Ah! Piaget! Que fizeram com o seu saber? Que fizeram com a sua sabedoria? É preciso que os educadores voltem a aprender com os moluscos...

 



Nesta oportunidade, vamos estudar os mecanismos de construção da teia textual, ou seja, da estrutura do texto. Avaliarei o modo como o autor, se valendo dos recursos que a língua lhe disponibiliza, produziu seu texto a fim de satisfazer os propósitos previstos por seu projeto de dizer. Cabe, porém, veicular os seguintes pressupostos em que assenta a análise cuja realização eu me proponho:

1º pressuposto – Toda atividade linguística envolve textos que são produzidos com uma dada intenção, em dadas circunstâncias, para o atingimento de determinados objetivos;

2º pressuposto – Todo texto é produto de uma atividade social – a linguagem – e, como tal, orquestra ações linguísticas que servem à produção de um determinado efeito sobre o interlocutor;

3º pressuposto – O processamento textual deve ser pensado a partir de duas perspectivas: a do produtor e a do interpretante. Do ponto de vista do produtor, o processamento textual consiste num tipo de atividade, num só tempo, linguística e socio-cognitiva, durante a qual o produtor, valendo-se de um vasto repertório de formas de conhecimentos armazenados em sua memória, de uma série de estratégias sociocognitivas  (p.ex. a mobilização dos mecanismos de referenciação) e elaborando hipóteses sobre os conhecimentos supostamente compartilhados com o sujeito interpretante, vai construindo seu texto segundo um projeto de dizer. Do ponto de vista do interpretante, o processamento textual também é um tipo de atividade, mediante a qual quem interpreta atua cognitivamente sobre o material linguístico, também se valendo de estratégias cognitivas (ex. produzindo inferências ancoradas na relação entre informações textualmente dadas e informações pressupostas como parte dos seus conhecimentos prévios), para, assim, reconstruir a intenção do produtor e produzir um sentido, uma leitura.
4º pressuposto -  ler ou produzir um sentido são sinônimos. Ler não é decodificar sinais linguísticos organizados numa cadeia sintagmática. A leitura pressupõe a interação entre autor-texto-leitor. É uma atividade durante a qual o leitor está, a todo momento, atuando por meio de atividades de inferenciação , as quais envolvem a utilização de seu conhecimento de mundo e o estabelecimento de uma relação não-explícita entre dois segmentos textuais ou entre segmentos textuais e os conhecimentos indispensáveis à produção da leitura.
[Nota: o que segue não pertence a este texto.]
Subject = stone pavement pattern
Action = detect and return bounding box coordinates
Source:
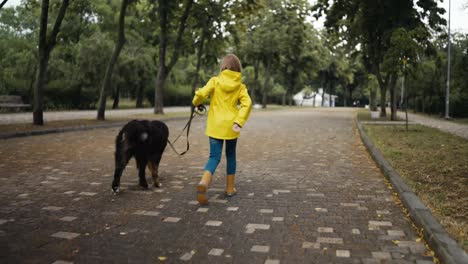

5º pressuposto – a argumentatividade é uma qualidade inerente à linguagem. Toda atividade linguística é, de algum modo, argumentativa, na medida em que visa a produzir uma reação ou efeito no interlocutor.

Baseando-me nesses cinco pressupostos, vou empreender a análise de algumas das estratégias de que se valeu o autor de Sobre moluscos e homens para produzir um sentido (o produtor também produz um sentido, já que ele elabora um projeto de sentido, através de seu texto, e espera que o leitor o reconheça e o aceite).  Essas estratégias podem ser divididas em cognitivas, textuais e sociointeracionais. Todos os tipos de estratégias estão, evidentemente, presentes quando da produção/ interpretação do texto. No entanto, não vou me preocupar aqui em pormenorizá-las. Basta-me notar que as estratégias textuais estão relacionadas à organização da informação, à formulação do próprio texto, aos mecanismos de referenciação e ao “balanceamento” entre informações explícitas e informações implícitas (Koch, 2003).
Os fenômenos discursivos que considerarei são os seguintes (na ordem de análise):
1.       pressuposição;
2.       referenciação;
3.       sequenciação textual;
4.       modalização;
5.       intertextualidade e polifonia.

Nesta oportunidade, no entanto, só me ocuparei com o fenômeno da pressuposição:

1. A pressuposição: uma atividade constitutiva do discurso

Uma maneira clara e simples de começar a abordar um tema tão complexo como este é dizer que, em toda atividade linguística, comunicamos mais do que aquilo que efetivamente dizemos. Todo texto (vale reiterar essa imagem e insistir nesta lição) assemelhasse a um iceberg, na medida em que deixa à superfície uma parte pequena de informações, matendo submersa uma grande parte informações. Portanto, todo texto encerra explícitos e uma gama diversa de implícitos.
Se tivéssemos de codificar na língua todos conteúdos de consciência ou todas as informações que pretendemos comunicar, a língua, enquanto atividade social, perderia muito em eficiência, já que produziríamos textos densos em informações desnecessárias, porque redundantes. E redundantes porque já previstas pelo conhecimento de mundo do interlocutor. Assim, em qualquer evento sociointeracional realizado pelo uso da língua, produzimos nossos textos na base de um conjunto de saberes que supomos partilhar com nossos interlocutores. Por exemplo, se digo

(1) Hoje, fui a uma churrascaria e comi muito.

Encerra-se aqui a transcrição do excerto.